This is the first of three lessons that develop the idea of solving systems of linear equations in two variables by elimination.
Students warm up to the idea of adding equations visually. They examine a diagram of three hangers where the third hanger contains the combined contents of the first two hangers and all three hangers are balanced. Then, they analyze the result of adding two linear equations in standard form and notice that doing so eliminates one of the variables, enabling them to solve for the other variable and, consequently, to solve the system. In studying and testing a new strategy of adding equations and then offering their analyses, students construct viable arguments and critique the reasoning of others (MP3).
Next, students connect the solution they found using this method to the graphs of the equations in a system and the graph of the third equation (that results from adding or subtracting the original equations). They observe that the solution they found is the solution to the system, and that the graph of the third equation intersects the other two graphs at the exact same point—at the intersection of the first two.
The foundational idea is that adding or subtracting equations in a system creates a new equation whose solutions coincide with those of the original system. Students begin using this insight to solve systems, but they are not yet expected to construct an argument as to why this approach works.
- Recognize that adding or subtracting equations in a system creates a new equation with a solution that coincides with that of the original system, so the new equation can be used to solve the original system.

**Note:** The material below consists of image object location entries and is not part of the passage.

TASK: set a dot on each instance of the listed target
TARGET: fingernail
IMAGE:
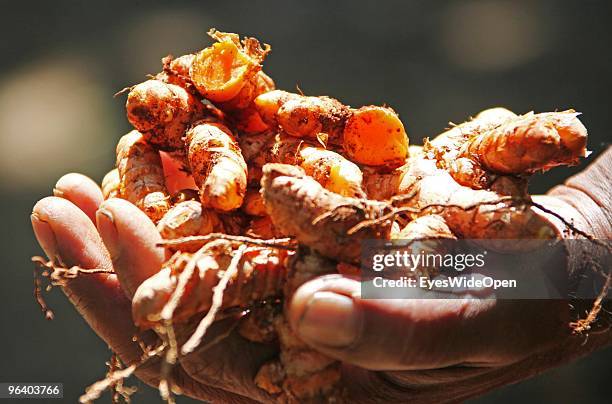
(330, 319)
(58, 192)
(45, 236)
(108, 231)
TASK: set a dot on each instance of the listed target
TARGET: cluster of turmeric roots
(286, 186)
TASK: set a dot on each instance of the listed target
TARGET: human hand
(77, 228)
(461, 348)
(449, 350)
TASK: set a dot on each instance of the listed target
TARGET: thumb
(329, 314)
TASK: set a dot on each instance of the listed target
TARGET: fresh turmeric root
(330, 169)
(369, 135)
(189, 218)
(321, 176)
(162, 112)
(320, 219)
(260, 275)
(141, 175)
(217, 165)
(229, 74)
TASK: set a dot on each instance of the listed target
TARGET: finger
(80, 190)
(131, 239)
(176, 177)
(66, 234)
(407, 334)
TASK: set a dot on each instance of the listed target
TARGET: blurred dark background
(433, 62)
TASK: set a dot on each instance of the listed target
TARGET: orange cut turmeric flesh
(375, 136)
(220, 71)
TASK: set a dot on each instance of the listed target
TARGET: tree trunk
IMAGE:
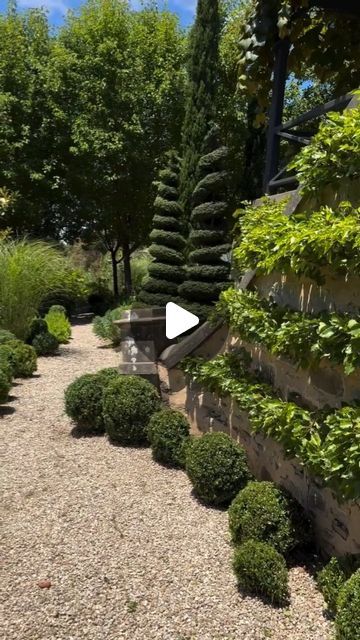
(127, 270)
(115, 274)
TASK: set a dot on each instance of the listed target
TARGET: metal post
(282, 49)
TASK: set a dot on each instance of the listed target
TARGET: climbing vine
(333, 154)
(301, 337)
(322, 40)
(327, 443)
(303, 243)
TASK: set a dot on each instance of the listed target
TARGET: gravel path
(128, 551)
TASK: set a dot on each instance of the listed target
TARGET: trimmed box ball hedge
(264, 512)
(333, 576)
(217, 468)
(6, 336)
(84, 399)
(261, 570)
(45, 344)
(129, 403)
(4, 386)
(21, 357)
(168, 431)
(347, 621)
(37, 326)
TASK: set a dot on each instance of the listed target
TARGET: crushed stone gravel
(101, 543)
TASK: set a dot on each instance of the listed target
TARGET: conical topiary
(208, 269)
(166, 273)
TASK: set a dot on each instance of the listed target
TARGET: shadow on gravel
(211, 507)
(6, 411)
(82, 432)
(81, 319)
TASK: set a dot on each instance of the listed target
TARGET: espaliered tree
(208, 268)
(167, 270)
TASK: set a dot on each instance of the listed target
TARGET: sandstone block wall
(336, 525)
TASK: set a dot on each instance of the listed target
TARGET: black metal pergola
(276, 177)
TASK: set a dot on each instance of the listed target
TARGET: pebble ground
(127, 550)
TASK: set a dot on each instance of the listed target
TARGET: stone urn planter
(143, 339)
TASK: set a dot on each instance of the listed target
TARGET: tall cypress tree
(201, 99)
(167, 270)
(208, 272)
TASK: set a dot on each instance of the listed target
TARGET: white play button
(178, 320)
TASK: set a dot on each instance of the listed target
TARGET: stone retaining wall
(337, 526)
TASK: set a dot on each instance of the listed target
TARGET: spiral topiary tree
(208, 270)
(167, 270)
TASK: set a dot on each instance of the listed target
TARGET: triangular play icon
(178, 320)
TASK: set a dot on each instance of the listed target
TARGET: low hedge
(5, 366)
(168, 431)
(4, 386)
(6, 336)
(347, 621)
(37, 326)
(21, 357)
(333, 576)
(261, 570)
(58, 325)
(128, 405)
(264, 512)
(45, 344)
(217, 468)
(84, 399)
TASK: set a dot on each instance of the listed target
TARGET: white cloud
(186, 5)
(53, 6)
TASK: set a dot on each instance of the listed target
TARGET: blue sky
(57, 8)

- Solve systems of equations by adding or subtracting the equations strategically to eliminate a variable.
- Use graphing technology to graph the sums and differences of the equations in a system, and analyze and describe (orally and in writing) the behaviors of the graphs.
- Let’s investigate how adding or subtracting equations can help us solve systems of linear equations.
Acquire devices that can run Desmos (recommended) or other graphing technology. It is ideal if each student has their own device. (If students typically access the digital version of the materials, Desmos is always available under Math Tools.)
- I can solve systems of equations by adding or subtracting them to eliminate a variable.
- I know that adding or subtracting equations in a system creates a new equation, where one of the solutions to this equation is the solution to the system.
A method of solving a system of two equations in two variables where you add or subtract a multiple of one equation to another in order to get an equation with only one of the variables (thus eliminating the other variable).
solution to a system of equations
A coordinate pair that makes both equations in the system true.
On the graph shown of the equations in a system, the solution is the point where the graphs intersect.
Substitution is replacing a variable with an expression it is equal to.
system of equations
Two or more equations that represent the constraints in the same situation form a system of equations.